For the purposes of raising questions and encouraging speculation, it really doesn't matter what Tarpley's political sympathies are. Simply consider the possibility that Obama was right on day one; that the initial Wolffe message was a warning shot across the bow to those suspected of this treachery; and, that the next day's retraction was a means of seeming to keep things under control.

One might argue that this is a reprise of Bush blaming the CIA for the Iraq intelligence failures. There's one important difference. It wasn't the CIA, it was Bush, Cheney, and then CIA Director George Tenant fixing the intelligence and reports of honest analysts to justify a war. In this case, the CIA is explicitly blamed. Very curious.

The failure to enter the information into usable intelligence systems would seem to have alternative explanations. It could have been the CIA as a unit that did it, as Wolffe stated as though it was fact.

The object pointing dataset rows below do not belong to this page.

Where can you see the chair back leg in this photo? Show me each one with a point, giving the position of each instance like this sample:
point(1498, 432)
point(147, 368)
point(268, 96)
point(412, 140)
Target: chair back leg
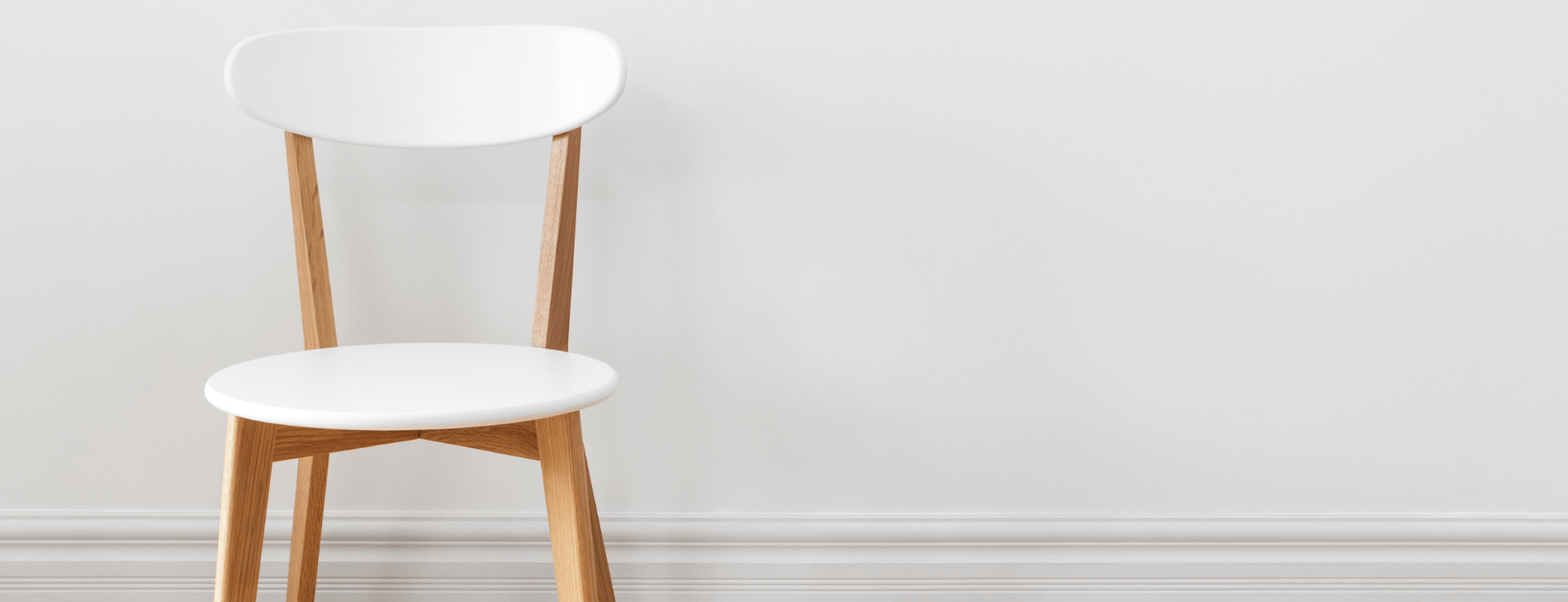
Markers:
point(568, 500)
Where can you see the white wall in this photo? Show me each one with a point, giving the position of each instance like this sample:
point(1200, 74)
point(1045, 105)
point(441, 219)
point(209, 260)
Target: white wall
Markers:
point(847, 256)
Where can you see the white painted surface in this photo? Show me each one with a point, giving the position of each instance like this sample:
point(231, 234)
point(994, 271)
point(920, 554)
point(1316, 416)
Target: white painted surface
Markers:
point(427, 88)
point(993, 258)
point(411, 386)
point(474, 557)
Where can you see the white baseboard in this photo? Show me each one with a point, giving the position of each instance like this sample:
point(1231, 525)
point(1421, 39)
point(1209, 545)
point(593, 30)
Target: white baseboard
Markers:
point(464, 557)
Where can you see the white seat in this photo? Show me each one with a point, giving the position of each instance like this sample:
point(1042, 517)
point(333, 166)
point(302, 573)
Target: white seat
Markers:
point(411, 386)
point(417, 88)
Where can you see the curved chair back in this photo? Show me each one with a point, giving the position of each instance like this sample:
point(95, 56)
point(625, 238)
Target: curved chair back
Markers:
point(427, 88)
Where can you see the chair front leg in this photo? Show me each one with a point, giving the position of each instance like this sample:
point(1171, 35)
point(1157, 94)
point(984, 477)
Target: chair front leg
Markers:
point(304, 549)
point(246, 476)
point(575, 524)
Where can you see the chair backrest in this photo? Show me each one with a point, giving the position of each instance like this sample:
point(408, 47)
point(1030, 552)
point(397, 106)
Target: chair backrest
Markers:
point(427, 88)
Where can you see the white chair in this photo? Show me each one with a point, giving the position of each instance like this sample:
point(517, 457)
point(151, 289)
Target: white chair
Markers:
point(427, 88)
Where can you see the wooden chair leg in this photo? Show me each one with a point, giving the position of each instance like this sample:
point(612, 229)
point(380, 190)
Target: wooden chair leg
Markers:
point(304, 549)
point(601, 563)
point(580, 573)
point(246, 476)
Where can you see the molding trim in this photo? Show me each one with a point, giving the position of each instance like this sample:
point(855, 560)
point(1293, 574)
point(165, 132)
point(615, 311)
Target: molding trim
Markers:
point(132, 555)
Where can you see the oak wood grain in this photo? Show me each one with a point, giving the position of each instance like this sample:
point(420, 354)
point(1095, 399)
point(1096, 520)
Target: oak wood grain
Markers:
point(568, 500)
point(517, 439)
point(552, 305)
point(242, 521)
point(304, 546)
point(301, 441)
point(316, 285)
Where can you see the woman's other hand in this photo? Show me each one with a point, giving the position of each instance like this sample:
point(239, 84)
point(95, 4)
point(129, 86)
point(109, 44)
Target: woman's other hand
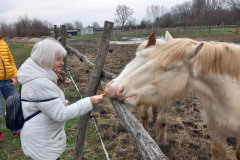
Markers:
point(14, 81)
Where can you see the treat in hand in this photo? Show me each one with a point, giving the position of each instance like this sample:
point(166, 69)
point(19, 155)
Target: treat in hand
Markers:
point(104, 94)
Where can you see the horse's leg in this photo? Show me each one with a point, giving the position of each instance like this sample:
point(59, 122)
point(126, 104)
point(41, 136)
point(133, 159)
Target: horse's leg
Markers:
point(218, 149)
point(238, 150)
point(146, 115)
point(161, 126)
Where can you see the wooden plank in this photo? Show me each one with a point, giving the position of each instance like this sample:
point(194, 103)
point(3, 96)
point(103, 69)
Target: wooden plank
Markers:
point(93, 85)
point(146, 146)
point(63, 42)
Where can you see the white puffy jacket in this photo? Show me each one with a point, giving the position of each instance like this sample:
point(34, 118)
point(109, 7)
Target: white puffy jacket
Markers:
point(43, 137)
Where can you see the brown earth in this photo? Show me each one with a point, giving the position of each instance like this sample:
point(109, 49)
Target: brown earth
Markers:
point(188, 136)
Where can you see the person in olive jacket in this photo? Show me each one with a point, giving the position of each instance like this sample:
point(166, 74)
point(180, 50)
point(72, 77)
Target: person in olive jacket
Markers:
point(8, 77)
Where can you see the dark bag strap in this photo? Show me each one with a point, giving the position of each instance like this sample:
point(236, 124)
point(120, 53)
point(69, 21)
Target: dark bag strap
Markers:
point(36, 113)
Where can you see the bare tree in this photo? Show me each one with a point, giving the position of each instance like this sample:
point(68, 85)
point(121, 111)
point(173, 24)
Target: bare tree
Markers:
point(131, 22)
point(123, 13)
point(78, 24)
point(154, 12)
point(235, 7)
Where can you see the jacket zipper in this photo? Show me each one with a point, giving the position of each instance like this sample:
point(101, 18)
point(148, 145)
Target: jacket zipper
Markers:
point(4, 69)
point(57, 134)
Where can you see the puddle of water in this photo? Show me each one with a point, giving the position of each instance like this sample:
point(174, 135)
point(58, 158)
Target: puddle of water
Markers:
point(130, 41)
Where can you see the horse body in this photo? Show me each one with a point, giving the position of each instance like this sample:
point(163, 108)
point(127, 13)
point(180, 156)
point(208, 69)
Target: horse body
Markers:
point(162, 72)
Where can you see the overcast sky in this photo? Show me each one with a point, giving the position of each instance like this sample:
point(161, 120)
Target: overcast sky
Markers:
point(87, 11)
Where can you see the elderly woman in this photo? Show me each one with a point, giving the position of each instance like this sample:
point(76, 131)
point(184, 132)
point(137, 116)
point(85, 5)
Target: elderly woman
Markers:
point(43, 137)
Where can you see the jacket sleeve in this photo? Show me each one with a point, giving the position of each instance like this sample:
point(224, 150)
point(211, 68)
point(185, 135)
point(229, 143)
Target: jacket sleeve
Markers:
point(56, 109)
point(12, 63)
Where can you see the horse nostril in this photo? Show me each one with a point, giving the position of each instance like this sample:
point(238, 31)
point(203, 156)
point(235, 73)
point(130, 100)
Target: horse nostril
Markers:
point(120, 92)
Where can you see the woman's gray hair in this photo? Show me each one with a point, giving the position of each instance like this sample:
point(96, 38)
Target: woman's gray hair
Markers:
point(44, 52)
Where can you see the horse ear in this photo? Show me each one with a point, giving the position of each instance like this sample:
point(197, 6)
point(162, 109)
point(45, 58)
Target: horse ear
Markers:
point(151, 40)
point(193, 51)
point(168, 36)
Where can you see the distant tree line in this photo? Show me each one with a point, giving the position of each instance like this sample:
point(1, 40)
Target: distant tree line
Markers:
point(189, 13)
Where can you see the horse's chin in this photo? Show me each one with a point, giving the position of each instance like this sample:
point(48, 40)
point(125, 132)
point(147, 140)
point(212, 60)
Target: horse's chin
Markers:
point(132, 101)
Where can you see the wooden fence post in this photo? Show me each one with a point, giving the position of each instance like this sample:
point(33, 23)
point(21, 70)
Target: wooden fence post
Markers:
point(93, 85)
point(63, 42)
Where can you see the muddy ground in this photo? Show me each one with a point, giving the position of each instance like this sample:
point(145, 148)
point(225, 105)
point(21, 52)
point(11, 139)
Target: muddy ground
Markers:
point(188, 136)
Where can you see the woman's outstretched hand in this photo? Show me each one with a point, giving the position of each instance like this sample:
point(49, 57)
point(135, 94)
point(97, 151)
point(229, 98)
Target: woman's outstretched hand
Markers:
point(97, 98)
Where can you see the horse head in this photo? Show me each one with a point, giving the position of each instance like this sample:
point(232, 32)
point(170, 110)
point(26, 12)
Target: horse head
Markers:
point(158, 74)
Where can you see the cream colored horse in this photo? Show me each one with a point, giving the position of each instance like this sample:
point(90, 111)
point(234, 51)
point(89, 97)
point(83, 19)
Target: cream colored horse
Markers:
point(163, 71)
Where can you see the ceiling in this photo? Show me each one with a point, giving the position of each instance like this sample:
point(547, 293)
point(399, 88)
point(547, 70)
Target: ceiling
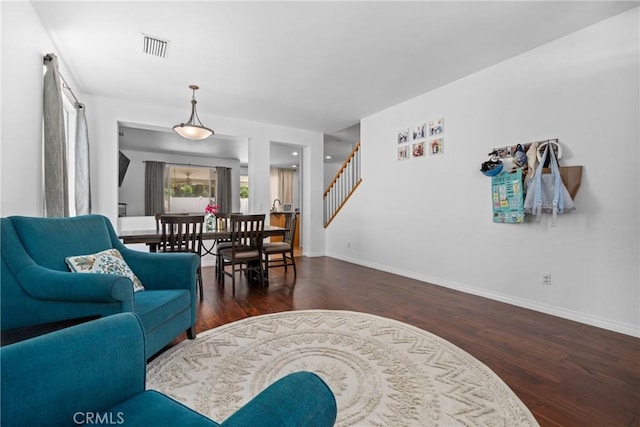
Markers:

Or it could have been rogue elements within the intelligence community doing this, with malicious intent or deliberate negligence, to achieve the ends suggested by Tarpley or broader analysis.

By tagging the CIA, the president via Richard Wolffe, finessed the real question: Are there those in the government who deliberately allowed an obvious terrorist, an incompetent one at that, to slip through the system and, as a result, revive the entire apparatus of anti terrorism based on one obviously incompetent individual?

Maybe President Obama dropped his deliberative style and turned on a dime from Monday to Tuesday.

Maybe you can fail to enter the name of an obvious risk for terrorism without any malice.

Maybe the president caved after taking a bold stance in defense of sanity.

Or maybe he's made his point for now and is regrouping to clean house.

Or maybe the huge error of failing to enter the name was just a "screw up."

And maybe there really were weapons of mass destruction in Iraq as Judith Miller and the New York Times promised based on their stellar sources.

Before we march down the road to ratify the permanent loss of habeas corpus and other vital rights; before we spend even more money on making travel truly unbearable; and, before we finally lose the best elements of our society due to one incompetent terrorist, maybe we should get the entire truth behind the fascinating revelations of Richard Wolffe. One can only hope.